La présence d'un puits jamais à sec a permis aux Templiers de faire bâtir une commanderie et de s'installer sur le chemin du pèlerinage de Saint-Jacques-de-Compostelle.
Sur la commune de Cressac-Saint-Genis, sur le lieu-dit Saint-Genis, s'élève la chapelle des Templiers du Dognon. Érigé dans une région vallonnée, l'édifice se
dresse aujourd'hui seul, sur une éminence dont il est évident qu'elle a été choisie en fonction de son intérêt stratégique. Sorte de butte naturelle, dominant la vallée du Né, vulnérable
seulement du côté Sud, le site pouvait être facilement fortifié et défendu, et donnait en outre à ceux qui l'occupaient la possibilité de surveiller, jusqu'à des distances de plusieurs
kilomètres, routes et chemins avoisinants.
Comme cela se vérifie souvent, en Saintonge et ailleurs, la chapelle est le seul bâtiment de la commanderie qui soit parvenu jusqu'à nous. De plan rectangulaire, elle comporte
des murs épais (1,20 m) épaulés par des contreforts peu saillants.
Il semble que la construction de l'édifice puisse être datée des années 1150-1160.
L'édifice rectangulaire mesure seize mètres soixante de longueur sur huit mètres soixante environ de largeur. Il est couvert d'une voûte en berceau s'appuyant sur des cordons chanfreinés. Des
arcs disposés sur pilastres, au revers de la façade et contre le mur droit du chœur, l'épaulent. Suivant une règle généralement observée, leurs sommiers reposent sur des chapiteaux nus, établis à
hauteur des cordons. Le chœur faisant suite, sans interruption, à la nef, reçoit un vif éclairage par un triplet et par une rose quadrilobée qui le surmonte. En dehors des moulures agrémentant le
triplet et la fenêtre, ébrasée, percée au mur de la façade, aucune autre décoration n'apparaît dans la chapelle.

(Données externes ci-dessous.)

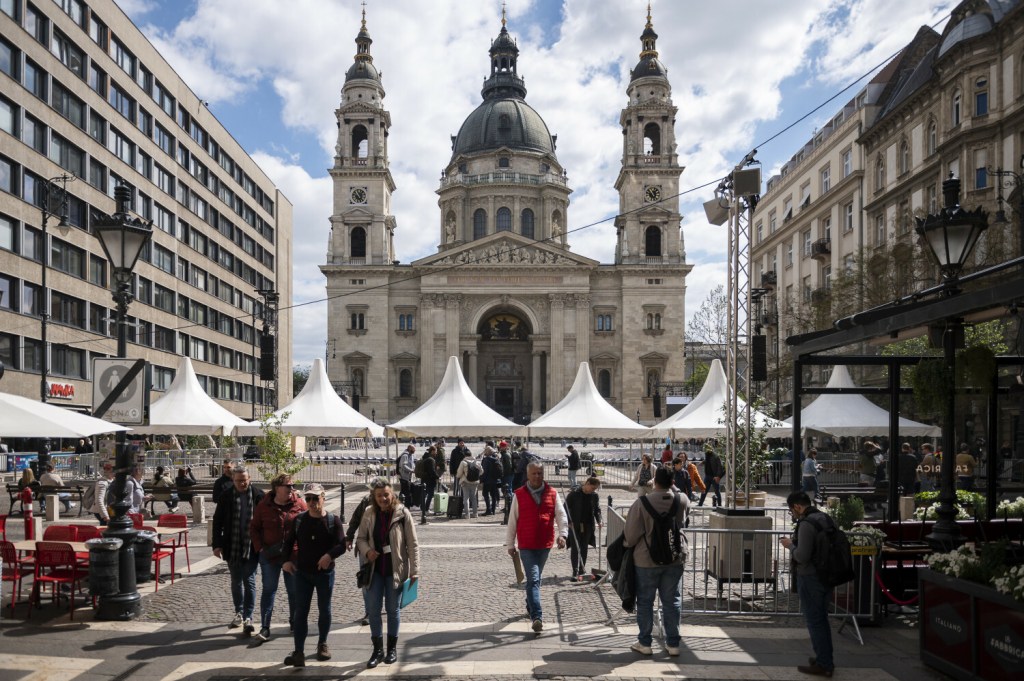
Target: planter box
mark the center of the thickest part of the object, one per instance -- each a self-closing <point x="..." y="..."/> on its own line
<point x="970" y="631"/>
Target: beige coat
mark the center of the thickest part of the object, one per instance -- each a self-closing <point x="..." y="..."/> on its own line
<point x="401" y="537"/>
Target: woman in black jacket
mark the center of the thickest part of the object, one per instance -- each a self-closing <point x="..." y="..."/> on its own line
<point x="584" y="508"/>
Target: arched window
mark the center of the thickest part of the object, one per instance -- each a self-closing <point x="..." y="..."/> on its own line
<point x="652" y="241"/>
<point x="526" y="223"/>
<point x="479" y="223"/>
<point x="504" y="219"/>
<point x="651" y="139"/>
<point x="357" y="243"/>
<point x="360" y="144"/>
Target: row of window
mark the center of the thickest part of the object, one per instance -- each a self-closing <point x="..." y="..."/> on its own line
<point x="65" y="48"/>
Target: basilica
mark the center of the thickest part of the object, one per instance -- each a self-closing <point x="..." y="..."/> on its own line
<point x="504" y="292"/>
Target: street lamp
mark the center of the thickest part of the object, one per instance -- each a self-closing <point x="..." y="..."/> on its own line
<point x="950" y="235"/>
<point x="123" y="238"/>
<point x="54" y="205"/>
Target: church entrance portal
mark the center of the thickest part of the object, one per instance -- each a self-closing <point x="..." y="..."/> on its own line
<point x="505" y="356"/>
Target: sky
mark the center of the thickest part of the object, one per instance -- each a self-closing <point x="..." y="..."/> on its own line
<point x="741" y="73"/>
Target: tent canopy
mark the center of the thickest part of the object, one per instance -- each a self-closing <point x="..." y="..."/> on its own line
<point x="853" y="415"/>
<point x="584" y="413"/>
<point x="317" y="411"/>
<point x="186" y="410"/>
<point x="705" y="417"/>
<point x="20" y="417"/>
<point x="455" y="411"/>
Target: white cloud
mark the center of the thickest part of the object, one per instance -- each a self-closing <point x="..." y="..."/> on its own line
<point x="727" y="77"/>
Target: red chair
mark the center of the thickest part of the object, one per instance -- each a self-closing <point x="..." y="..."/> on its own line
<point x="180" y="541"/>
<point x="60" y="534"/>
<point x="160" y="551"/>
<point x="14" y="568"/>
<point x="56" y="564"/>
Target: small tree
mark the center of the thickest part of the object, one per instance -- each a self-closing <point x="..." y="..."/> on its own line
<point x="275" y="448"/>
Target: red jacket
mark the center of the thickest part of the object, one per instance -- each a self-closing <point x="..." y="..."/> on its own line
<point x="270" y="521"/>
<point x="536" y="528"/>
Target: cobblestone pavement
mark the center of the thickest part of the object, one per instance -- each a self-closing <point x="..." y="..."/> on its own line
<point x="468" y="624"/>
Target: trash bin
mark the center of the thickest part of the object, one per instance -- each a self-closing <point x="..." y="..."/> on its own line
<point x="103" y="571"/>
<point x="143" y="556"/>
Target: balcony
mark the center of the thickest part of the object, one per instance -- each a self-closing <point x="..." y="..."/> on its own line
<point x="821" y="249"/>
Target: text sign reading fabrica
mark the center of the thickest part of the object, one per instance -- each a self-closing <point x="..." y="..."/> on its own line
<point x="119" y="390"/>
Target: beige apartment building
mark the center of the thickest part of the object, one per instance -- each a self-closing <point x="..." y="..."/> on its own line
<point x="505" y="292"/>
<point x="836" y="226"/>
<point x="84" y="94"/>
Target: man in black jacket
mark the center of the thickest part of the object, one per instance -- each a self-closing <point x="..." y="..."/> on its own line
<point x="231" y="543"/>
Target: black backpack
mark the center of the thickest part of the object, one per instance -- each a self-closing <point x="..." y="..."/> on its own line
<point x="832" y="556"/>
<point x="665" y="546"/>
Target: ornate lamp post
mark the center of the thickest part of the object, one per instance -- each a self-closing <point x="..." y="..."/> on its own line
<point x="123" y="238"/>
<point x="951" y="236"/>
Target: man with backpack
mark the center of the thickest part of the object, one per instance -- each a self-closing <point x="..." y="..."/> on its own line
<point x="805" y="549"/>
<point x="653" y="528"/>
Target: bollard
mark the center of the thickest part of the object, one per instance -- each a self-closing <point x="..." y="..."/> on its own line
<point x="143" y="556"/>
<point x="103" y="570"/>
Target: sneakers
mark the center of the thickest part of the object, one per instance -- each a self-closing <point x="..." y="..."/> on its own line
<point x="814" y="670"/>
<point x="297" y="658"/>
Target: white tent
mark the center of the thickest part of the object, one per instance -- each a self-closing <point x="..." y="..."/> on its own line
<point x="853" y="415"/>
<point x="455" y="411"/>
<point x="584" y="413"/>
<point x="705" y="417"/>
<point x="186" y="410"/>
<point x="317" y="411"/>
<point x="20" y="417"/>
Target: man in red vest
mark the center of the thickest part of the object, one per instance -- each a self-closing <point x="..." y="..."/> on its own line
<point x="536" y="514"/>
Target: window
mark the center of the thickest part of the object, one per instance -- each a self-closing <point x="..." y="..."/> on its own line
<point x="406" y="383"/>
<point x="504" y="219"/>
<point x="526" y="223"/>
<point x="479" y="223"/>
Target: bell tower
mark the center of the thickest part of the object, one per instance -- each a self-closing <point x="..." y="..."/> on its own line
<point x="361" y="223"/>
<point x="648" y="226"/>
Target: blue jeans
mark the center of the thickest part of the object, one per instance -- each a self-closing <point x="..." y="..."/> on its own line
<point x="305" y="584"/>
<point x="382" y="594"/>
<point x="663" y="582"/>
<point x="270" y="573"/>
<point x="814" y="605"/>
<point x="244" y="585"/>
<point x="532" y="564"/>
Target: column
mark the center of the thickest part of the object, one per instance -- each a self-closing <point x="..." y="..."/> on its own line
<point x="557" y="363"/>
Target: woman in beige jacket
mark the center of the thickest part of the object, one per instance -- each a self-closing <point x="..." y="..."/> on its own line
<point x="387" y="539"/>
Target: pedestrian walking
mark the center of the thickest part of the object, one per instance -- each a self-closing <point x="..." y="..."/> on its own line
<point x="583" y="505"/>
<point x="387" y="539"/>
<point x="537" y="522"/>
<point x="316" y="540"/>
<point x="231" y="543"/>
<point x="813" y="594"/>
<point x="653" y="527"/>
<point x="268" y="529"/>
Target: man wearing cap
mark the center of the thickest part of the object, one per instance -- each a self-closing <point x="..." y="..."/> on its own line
<point x="316" y="540"/>
<point x="537" y="516"/>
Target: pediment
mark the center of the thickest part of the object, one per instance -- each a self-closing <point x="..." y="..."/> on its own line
<point x="505" y="248"/>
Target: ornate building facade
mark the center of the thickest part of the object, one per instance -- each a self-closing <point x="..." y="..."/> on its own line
<point x="504" y="292"/>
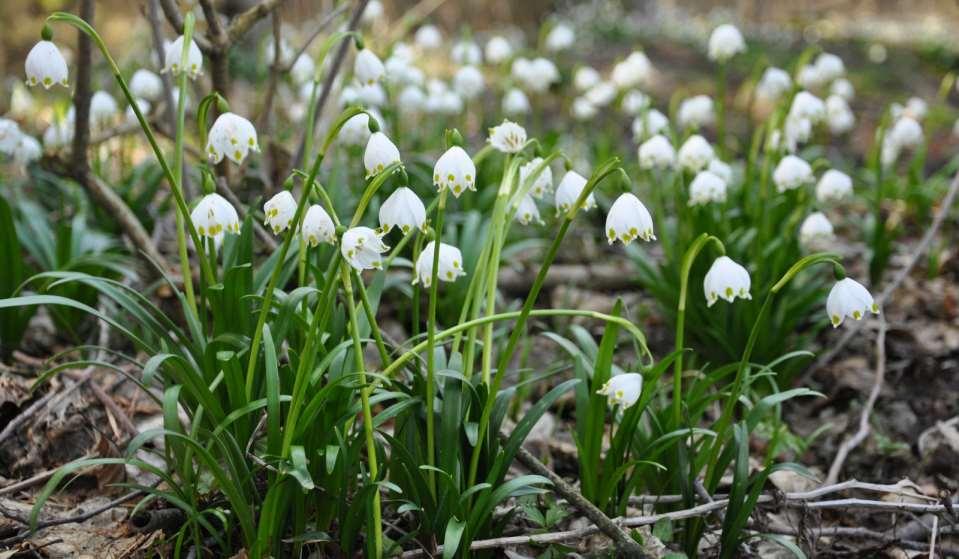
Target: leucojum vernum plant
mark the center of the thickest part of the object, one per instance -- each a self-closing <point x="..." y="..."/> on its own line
<point x="337" y="367"/>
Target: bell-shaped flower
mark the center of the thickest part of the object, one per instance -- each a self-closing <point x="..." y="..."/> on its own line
<point x="695" y="153"/>
<point x="792" y="172"/>
<point x="380" y="153"/>
<point x="725" y="42"/>
<point x="367" y="67"/>
<point x="569" y="190"/>
<point x="317" y="226"/>
<point x="623" y="389"/>
<point x="46" y="66"/>
<point x="849" y="298"/>
<point x="628" y="219"/>
<point x="232" y="136"/>
<point x="194" y="58"/>
<point x="455" y="170"/>
<point x="363" y="248"/>
<point x="726" y="280"/>
<point x="450" y="264"/>
<point x="402" y="209"/>
<point x="508" y="137"/>
<point x="707" y="187"/>
<point x="213" y="216"/>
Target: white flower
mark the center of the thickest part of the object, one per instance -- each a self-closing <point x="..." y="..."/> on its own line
<point x="696" y="112"/>
<point x="648" y="124"/>
<point x="628" y="219"/>
<point x="402" y="209"/>
<point x="428" y="37"/>
<point x="468" y="82"/>
<point x="466" y="53"/>
<point x="450" y="264"/>
<point x="367" y="68"/>
<point x="585" y="78"/>
<point x="657" y="153"/>
<point x="695" y="153"/>
<point x="194" y="58"/>
<point x="815" y="231"/>
<point x="725" y="43"/>
<point x="380" y="153"/>
<point x="706" y="187"/>
<point x="527" y="212"/>
<point x="146" y="85"/>
<point x="317" y="226"/>
<point x="456" y="171"/>
<point x="849" y="298"/>
<point x="726" y="280"/>
<point x="46" y="66"/>
<point x="543" y="183"/>
<point x="792" y="172"/>
<point x="213" y="216"/>
<point x="568" y="192"/>
<point x="833" y="185"/>
<point x="623" y="389"/>
<point x="515" y="102"/>
<point x="279" y="211"/>
<point x="498" y="50"/>
<point x="508" y="137"/>
<point x="232" y="136"/>
<point x="363" y="248"/>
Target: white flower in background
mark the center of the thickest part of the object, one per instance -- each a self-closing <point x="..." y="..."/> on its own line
<point x="317" y="226"/>
<point x="498" y="50"/>
<point x="706" y="187"/>
<point x="515" y="102"/>
<point x="543" y="184"/>
<point x="648" y="124"/>
<point x="695" y="153"/>
<point x="450" y="265"/>
<point x="279" y="211"/>
<point x="792" y="172"/>
<point x="455" y="170"/>
<point x="838" y="115"/>
<point x="508" y="137"/>
<point x="628" y="219"/>
<point x="363" y="248"/>
<point x="585" y="78"/>
<point x="774" y="84"/>
<point x="174" y="54"/>
<point x="696" y="112"/>
<point x="849" y="298"/>
<point x="568" y="191"/>
<point x="634" y="102"/>
<point x="213" y="216"/>
<point x="560" y="38"/>
<point x="623" y="389"/>
<point x="843" y="88"/>
<point x="46" y="66"/>
<point x="635" y="71"/>
<point x="465" y="53"/>
<point x="725" y="42"/>
<point x="657" y="153"/>
<point x="380" y="153"/>
<point x="833" y="185"/>
<point x="146" y="85"/>
<point x="367" y="67"/>
<point x="582" y="109"/>
<point x="402" y="209"/>
<point x="232" y="136"/>
<point x="816" y="232"/>
<point x="726" y="280"/>
<point x="428" y="37"/>
<point x="468" y="82"/>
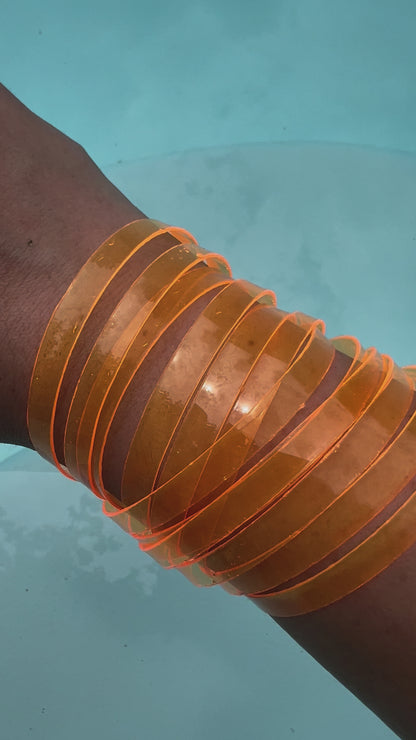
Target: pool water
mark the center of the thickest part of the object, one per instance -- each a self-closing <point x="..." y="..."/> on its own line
<point x="282" y="136"/>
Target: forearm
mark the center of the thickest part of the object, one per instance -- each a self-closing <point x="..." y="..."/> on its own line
<point x="34" y="276"/>
<point x="366" y="639"/>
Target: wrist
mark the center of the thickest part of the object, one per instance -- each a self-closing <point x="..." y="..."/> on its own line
<point x="35" y="275"/>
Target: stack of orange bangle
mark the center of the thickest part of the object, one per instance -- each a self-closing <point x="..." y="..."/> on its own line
<point x="216" y="485"/>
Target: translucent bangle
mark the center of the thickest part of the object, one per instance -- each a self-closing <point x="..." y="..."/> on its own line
<point x="67" y="321"/>
<point x="287" y="533"/>
<point x="217" y="489"/>
<point x="99" y="375"/>
<point x="175" y="387"/>
<point x="291" y="459"/>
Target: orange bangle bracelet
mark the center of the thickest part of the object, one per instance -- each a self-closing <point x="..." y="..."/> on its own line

Au pignon Ouest s'ouvre un portail roman d'une grande sobriété dont les deux voussures en plein cintre, nues, retombent sur des colonnettes aux chapiteaux bruts d'épannelage ou à la corbeille
simplement annelée. Au-dessus, une petite baie. La façade est divisée par trois cordons qui apportent un vigoureux contrepoint à l'élan vertical des contreforts et des ouvertures.
Deux voussures en plein cintre entourent le portail, mais peu de sculptures ornent les chapiteaux ; plusieurs sont simplement annelés. Des cordons marquent les étages de la façade qui serait nue
si une faible ouverture ne se voyait sous le pignon, dépourvu, cette fois, de clocher-arcade.
Chevet :
Un triplet de fenêtres en plein cintre, aux archivoltes rehaussées d'un cordon sculpté, évoque la trinité. Il est surmonté d’un oculus à quatre lobes pour accueillir la lumière depuis les quatre points cardinaux.
Toutes les parois intérieures étaient couvertes d'un enduit peint à fresque. Ces peintures ont disparu au Sud, le mur ayant été détruit, puis reconstruit à la période moderne.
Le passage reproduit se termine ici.